2. Create a snapshot and call it mariadb-galera-ubuntu14.04 (you can call it whatever you want).
3. Go grab some coffee, this will take around a minute…
4. Our first droplet will be automatically powered back on when the snapshot is completed.
5. Go to the “Images” section in DigitalOcean’s Control Panel.
6. Distribute the newly created image across different datacentre regions. This will make our new snapshot image available for use in different regions.
7. Deploy new droplets from image in different regions.
Note: DigitalOcean provide a really smart widget should you required to deploy multiple droplets of the same image in the same region:
SSH into each of the new nodes to update the wsrep_node_address in the /etc/mysql/conf.d/cluster.cnf to the IP / domain it was assigned. For example:
Kickstarting the Cluster
Bootstrapping the First Node
By default, all the nodes we have deployed is configured to try and connect to other cluster nodes upon startup to form a cluster.
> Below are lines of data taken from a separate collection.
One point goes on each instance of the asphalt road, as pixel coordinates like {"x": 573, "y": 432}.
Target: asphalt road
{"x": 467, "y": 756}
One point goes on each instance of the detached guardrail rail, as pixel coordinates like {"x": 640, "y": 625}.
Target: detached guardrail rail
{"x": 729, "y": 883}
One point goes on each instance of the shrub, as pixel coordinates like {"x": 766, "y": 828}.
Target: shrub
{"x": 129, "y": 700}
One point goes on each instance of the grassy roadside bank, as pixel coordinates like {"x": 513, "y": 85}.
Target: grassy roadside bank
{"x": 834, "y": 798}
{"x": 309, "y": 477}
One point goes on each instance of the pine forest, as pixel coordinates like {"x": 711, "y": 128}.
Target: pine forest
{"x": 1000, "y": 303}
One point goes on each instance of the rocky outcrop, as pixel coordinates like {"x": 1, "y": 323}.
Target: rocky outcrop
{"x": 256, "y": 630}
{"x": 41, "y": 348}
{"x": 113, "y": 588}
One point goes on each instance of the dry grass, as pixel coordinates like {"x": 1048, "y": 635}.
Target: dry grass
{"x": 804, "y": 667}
They will hang and fail if they couldn’t find anything to connect to. This is in fact the current the state of all our nodes right now. You can check the status of MariaDB by calling service mysql status and it should return with * MariaDB is stopped.
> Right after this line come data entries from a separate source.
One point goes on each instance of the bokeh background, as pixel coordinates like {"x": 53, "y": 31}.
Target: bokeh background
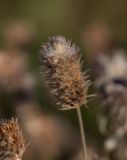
{"x": 41, "y": 19}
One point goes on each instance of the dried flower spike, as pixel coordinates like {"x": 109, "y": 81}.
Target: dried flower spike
{"x": 61, "y": 66}
{"x": 11, "y": 140}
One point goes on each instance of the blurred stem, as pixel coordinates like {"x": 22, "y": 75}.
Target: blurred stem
{"x": 82, "y": 132}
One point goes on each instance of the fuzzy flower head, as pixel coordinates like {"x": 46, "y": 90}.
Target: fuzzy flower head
{"x": 11, "y": 140}
{"x": 61, "y": 66}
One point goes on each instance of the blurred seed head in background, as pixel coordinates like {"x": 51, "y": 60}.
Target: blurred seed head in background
{"x": 12, "y": 144}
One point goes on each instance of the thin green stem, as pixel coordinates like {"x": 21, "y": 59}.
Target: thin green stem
{"x": 82, "y": 132}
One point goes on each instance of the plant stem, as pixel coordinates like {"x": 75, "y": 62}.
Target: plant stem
{"x": 82, "y": 132}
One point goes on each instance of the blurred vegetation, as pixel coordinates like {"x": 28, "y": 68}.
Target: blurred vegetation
{"x": 68, "y": 18}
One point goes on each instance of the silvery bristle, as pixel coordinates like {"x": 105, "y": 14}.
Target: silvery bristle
{"x": 61, "y": 66}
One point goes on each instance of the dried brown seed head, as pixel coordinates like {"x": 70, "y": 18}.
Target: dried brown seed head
{"x": 62, "y": 69}
{"x": 11, "y": 140}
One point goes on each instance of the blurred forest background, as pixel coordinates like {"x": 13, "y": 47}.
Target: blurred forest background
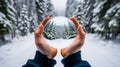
{"x": 20, "y": 17}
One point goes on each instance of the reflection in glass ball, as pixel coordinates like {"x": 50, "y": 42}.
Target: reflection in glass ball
{"x": 59, "y": 27}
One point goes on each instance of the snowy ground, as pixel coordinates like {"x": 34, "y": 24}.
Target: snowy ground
{"x": 99, "y": 53}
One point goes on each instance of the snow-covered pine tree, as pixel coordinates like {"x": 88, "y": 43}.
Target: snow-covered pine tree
{"x": 71, "y": 7}
{"x": 7, "y": 19}
{"x": 65, "y": 32}
{"x": 40, "y": 6}
{"x": 23, "y": 25}
{"x": 49, "y": 9}
{"x": 103, "y": 16}
{"x": 32, "y": 23}
{"x": 71, "y": 30}
{"x": 87, "y": 9}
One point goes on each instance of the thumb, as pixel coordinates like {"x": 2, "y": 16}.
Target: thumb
{"x": 41, "y": 29}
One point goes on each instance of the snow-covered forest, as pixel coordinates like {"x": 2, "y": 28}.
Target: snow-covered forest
{"x": 100, "y": 20}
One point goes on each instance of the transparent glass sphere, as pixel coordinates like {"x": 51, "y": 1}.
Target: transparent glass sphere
{"x": 59, "y": 27}
{"x": 59, "y": 32}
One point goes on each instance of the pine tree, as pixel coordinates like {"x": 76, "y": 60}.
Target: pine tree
{"x": 23, "y": 25}
{"x": 7, "y": 18}
{"x": 40, "y": 6}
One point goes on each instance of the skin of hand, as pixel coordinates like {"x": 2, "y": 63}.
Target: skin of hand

To start off a new cluster, a special command is required to bootstrap MariDB on one of our nodes so that other nodes can connect to it. SSH into one of the nodes, e.g. mariadb-sg01.bbi.io, kill off the existing mysql process and relaunch it with the special bootstrap command:
pkill -9 mysqld
service mysql bootstrap
This will bootstrap MariaDB on mariadb-sg01.bbi.io, making it ready for other nodes to join in and form a cluster.
Forming a Cluster
Now that we have successfully started the first node of our cluster, we can reboot all the other member nodes and they will connect to each other forming a cluster automatically upon startup.
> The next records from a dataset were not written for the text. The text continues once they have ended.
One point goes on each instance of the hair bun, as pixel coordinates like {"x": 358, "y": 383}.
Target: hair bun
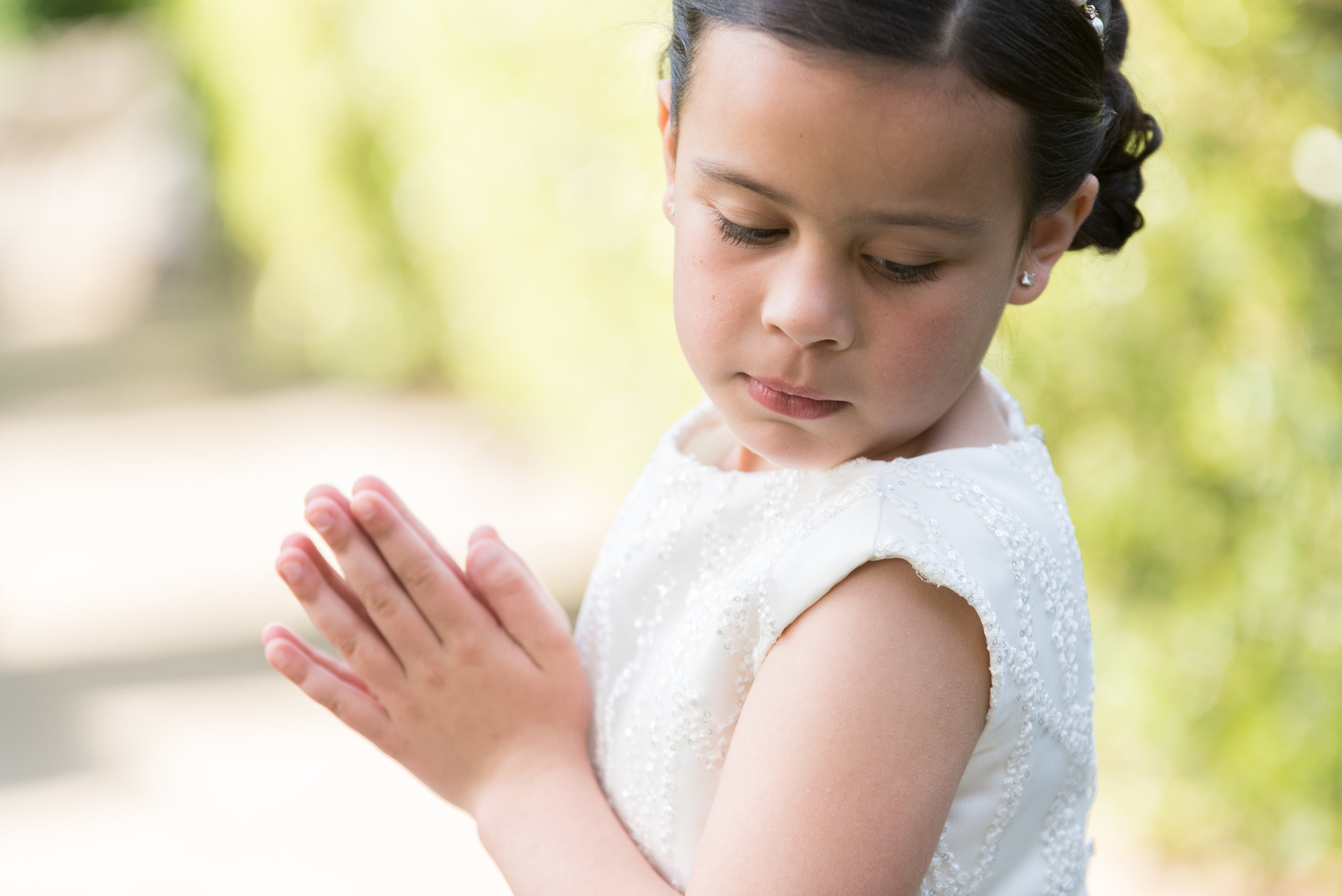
{"x": 1131, "y": 137}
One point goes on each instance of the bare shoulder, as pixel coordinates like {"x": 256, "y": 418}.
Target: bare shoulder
{"x": 851, "y": 744}
{"x": 886, "y": 619}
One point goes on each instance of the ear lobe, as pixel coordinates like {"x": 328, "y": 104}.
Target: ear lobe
{"x": 1050, "y": 238}
{"x": 667, "y": 145}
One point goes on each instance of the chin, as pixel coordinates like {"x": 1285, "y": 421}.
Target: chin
{"x": 785, "y": 445}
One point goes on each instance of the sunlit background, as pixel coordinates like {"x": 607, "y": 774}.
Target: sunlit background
{"x": 249, "y": 246}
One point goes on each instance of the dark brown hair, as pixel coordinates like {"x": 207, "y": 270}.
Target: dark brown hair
{"x": 1043, "y": 55}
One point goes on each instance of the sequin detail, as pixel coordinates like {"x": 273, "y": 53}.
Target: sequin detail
{"x": 683, "y": 609}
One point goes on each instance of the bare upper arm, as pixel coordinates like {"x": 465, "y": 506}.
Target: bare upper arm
{"x": 851, "y": 744}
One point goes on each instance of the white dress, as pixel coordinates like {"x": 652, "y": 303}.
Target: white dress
{"x": 704, "y": 569}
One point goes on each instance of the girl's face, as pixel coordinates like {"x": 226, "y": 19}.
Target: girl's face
{"x": 847, "y": 235}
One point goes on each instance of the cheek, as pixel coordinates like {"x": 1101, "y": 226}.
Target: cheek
{"x": 935, "y": 343}
{"x": 716, "y": 308}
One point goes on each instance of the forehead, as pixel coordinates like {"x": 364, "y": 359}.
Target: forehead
{"x": 844, "y": 135}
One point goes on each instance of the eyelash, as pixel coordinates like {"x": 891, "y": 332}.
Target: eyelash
{"x": 739, "y": 235}
{"x": 910, "y": 274}
{"x": 905, "y": 273}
Note: New nodes can be added to the cluster simply by launching new droplets from the image and having the value for wsrep_node_address updated follow by a quick reboot. You might also want to consider adding the new node to the wsrep_cluster_address but it is not compulsory.
Cluster nodes can be restarted simply by doing a reboot as long as there is at least one other node from the wsrep_cluster_address list still running. Should all the nodes of cluster are offline, the cluster will need to bootstrapped again by running the bootstrapping commands on the last online cluster node to ensure the latest database state of the cluster is used.
Test Master-Master Replication
We’ve gone through the steps up to this point so that our cluster can perform master-master replication. We need to test this out to see if the replication is working as expected.
On one of our nodes, we can create a database and table by logging into mysql client using:
mysql -u root -p
You will be prompted to enter the password for the mysql root user.
Once connected, run the following lines to create a database called playground and a table inside of this called equipment:
CREATE DATABASE playground;
CREATE TABLE playground.equipment ( id INT NOT NULL AUTO_INCREMENT, type VARCHAR(50), quant INT, color VARCHAR(25), PRIMARY KEY(id));
Execute the following SQL statement to insert a row of data into the equipment table:
INSERT INTO playground.equipment (type, quant, color) VALUES ("slide", 2, "blue");
Use the following SQL statement to confirm the new row has been successfully inserted:
SELECT * FROM playground.equipment;
| id | type | quant | color |
| 1 | slide | 2 | blue |
Master-master replication can be confirmed by SSHing into other cluster node and logging into mysql client. The same results should be shown across all cluster nodes if everything has been configured correctly.
This guide covered how to setup master-master data replication across an arbitrary number of nodes deployed on servers running Ubuntu 14.04.3 LTS using MariaDB 10.1. If you plan on using a Galera cluster in a production situation, you may want to take a look setting up HAProxy which helps to load balance traffic across cluster node behind a fixed endpoint.